Reputation: 669
For a school project I need get the web addresses of 200 companies (based on a list). My script is working fine, but when I'm around the company 80, I get blocked by google. This is the message that I'm getting.
> Our systems have detected unusual traffic from your computer network.
> This page checks to see if it's really you sending the requests, and
> not a robot. <a href="#"
> onclick="document.getElementById('infoDiv').style.display='block'
I tried two different ways to get my data:
A simple one:
for company_name in data:
search = company_name
results = 1
page = requests.get("https://www.google.com/search?q={}&num={}".format(search, results))
soup = BeautifulSoup(page.content, "html5lib")
and a more complex on:
for company_name in data:
search = company_name
results = 1
s = requests.Session()
retries = Retry(total=3, backoff_factor=0.5)
s.mount('http://', HTTPAdapter(max_retries=retries))

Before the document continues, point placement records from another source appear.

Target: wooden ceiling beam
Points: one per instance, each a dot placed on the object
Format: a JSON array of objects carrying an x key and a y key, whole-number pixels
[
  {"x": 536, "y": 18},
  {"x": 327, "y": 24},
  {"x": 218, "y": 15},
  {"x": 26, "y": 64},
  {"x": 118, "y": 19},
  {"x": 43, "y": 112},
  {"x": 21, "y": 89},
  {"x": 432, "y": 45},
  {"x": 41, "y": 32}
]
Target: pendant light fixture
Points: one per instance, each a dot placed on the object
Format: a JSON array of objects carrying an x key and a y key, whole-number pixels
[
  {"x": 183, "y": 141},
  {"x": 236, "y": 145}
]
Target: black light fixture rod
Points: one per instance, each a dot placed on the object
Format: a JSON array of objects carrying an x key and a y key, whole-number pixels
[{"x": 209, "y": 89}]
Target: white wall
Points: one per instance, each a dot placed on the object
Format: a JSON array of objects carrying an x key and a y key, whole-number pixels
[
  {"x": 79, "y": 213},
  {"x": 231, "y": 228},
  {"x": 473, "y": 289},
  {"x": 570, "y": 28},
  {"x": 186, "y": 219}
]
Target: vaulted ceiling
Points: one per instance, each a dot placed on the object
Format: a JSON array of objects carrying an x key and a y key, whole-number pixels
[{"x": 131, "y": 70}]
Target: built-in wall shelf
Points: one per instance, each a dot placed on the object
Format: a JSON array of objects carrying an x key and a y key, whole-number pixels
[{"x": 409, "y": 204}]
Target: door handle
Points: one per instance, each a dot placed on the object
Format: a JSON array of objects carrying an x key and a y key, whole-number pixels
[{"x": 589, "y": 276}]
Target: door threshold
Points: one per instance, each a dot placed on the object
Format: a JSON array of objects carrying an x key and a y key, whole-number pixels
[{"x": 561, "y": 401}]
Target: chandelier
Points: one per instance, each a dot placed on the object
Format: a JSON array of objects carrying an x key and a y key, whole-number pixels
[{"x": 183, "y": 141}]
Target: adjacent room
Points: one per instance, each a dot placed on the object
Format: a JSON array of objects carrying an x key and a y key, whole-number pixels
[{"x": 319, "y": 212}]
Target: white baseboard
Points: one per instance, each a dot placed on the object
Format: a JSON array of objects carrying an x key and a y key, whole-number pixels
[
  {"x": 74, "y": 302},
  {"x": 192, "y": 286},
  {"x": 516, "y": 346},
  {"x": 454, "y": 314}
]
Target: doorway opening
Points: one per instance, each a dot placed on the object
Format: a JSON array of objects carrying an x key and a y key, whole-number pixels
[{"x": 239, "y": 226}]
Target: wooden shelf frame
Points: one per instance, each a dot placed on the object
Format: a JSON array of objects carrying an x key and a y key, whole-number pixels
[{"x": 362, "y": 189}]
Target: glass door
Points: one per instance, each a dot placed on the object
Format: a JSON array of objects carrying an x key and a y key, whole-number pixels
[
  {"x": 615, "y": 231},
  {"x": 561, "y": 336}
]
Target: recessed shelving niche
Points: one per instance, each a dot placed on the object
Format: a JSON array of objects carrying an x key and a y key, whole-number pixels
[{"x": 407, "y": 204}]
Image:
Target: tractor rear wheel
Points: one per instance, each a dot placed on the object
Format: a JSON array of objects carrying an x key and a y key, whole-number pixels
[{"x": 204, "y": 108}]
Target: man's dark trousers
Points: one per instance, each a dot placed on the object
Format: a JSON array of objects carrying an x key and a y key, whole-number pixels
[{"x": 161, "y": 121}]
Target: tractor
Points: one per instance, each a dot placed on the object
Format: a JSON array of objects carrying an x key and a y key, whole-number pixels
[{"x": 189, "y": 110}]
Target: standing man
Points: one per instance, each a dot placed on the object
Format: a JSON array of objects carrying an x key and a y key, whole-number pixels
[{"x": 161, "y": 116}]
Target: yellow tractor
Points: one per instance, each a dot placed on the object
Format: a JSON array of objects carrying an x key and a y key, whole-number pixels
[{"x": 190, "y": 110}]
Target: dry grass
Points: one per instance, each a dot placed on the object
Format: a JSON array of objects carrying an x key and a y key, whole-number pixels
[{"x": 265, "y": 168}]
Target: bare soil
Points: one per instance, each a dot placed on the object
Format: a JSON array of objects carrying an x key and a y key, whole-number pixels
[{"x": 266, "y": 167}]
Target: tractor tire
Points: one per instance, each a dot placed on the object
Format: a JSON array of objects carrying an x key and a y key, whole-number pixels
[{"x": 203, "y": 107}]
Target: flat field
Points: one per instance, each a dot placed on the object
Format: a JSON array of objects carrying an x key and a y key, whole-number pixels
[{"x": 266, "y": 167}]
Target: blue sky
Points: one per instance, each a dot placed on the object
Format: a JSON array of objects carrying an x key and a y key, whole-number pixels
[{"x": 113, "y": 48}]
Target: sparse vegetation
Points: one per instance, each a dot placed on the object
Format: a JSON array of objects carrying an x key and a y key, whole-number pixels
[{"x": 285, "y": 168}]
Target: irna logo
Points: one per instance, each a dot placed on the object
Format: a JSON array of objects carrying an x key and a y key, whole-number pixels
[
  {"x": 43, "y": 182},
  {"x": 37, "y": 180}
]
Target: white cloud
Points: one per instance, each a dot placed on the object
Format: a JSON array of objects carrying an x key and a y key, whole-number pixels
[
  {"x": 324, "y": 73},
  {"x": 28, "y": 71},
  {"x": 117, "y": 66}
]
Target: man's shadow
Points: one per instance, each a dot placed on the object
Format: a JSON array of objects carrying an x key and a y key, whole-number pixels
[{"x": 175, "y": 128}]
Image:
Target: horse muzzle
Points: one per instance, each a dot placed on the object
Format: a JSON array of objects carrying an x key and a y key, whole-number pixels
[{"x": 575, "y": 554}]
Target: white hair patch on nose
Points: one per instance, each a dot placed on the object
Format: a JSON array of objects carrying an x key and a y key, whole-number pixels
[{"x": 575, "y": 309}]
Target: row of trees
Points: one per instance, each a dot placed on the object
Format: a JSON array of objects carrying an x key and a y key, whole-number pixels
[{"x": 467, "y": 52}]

s.mount('https://', HTTPAdapter(max_retries=retries))
page = s.get("https://www.google.com/search?q={}&num={}".format(search, results))
#time.sleep(.600)
soup = BeautifulSoup(page.content, "html5lib")
But I'm getting the same mistake over and over. Is there a way I could overcome this issue? thanks!
Upvotes: 4
Views: 8975
Reputation: 138
You could try adjusting your user-agent headers to something other than the python requests
default. In doing so I was able to search for all 949 companies from https://www.sec.gov/rules/other/4-460list.htm with no issues.
My default user-agent is:
print requests.utils.default_headers()
{'Connection': 'keep-alive', 'Accept-Encoding': 'gzip, deflate', 'Accept': '*/*', 'User-Agent': 'python-requests/2.8.1'}
Which Google might detect as unusual traffic
user_agent='Mozilla/5.0 (Macintosh; Intel Mac OS X 10_12_1) AppleWebKit/602.2.14 (KHTML, like Gecko) Version/10.0.1 Safari/602.2.14'
headers = {'User-Agent': user_agent,'Accept':'text/html,application/xhtml+xml,application/xml;q=0.9,image/webp,*/*;q=0.8'}
for company_name in data:
search = company_name
results = 1
page = requests.get("https://www.google.com/search?q={}&num={}".format(search, results), headers=headers)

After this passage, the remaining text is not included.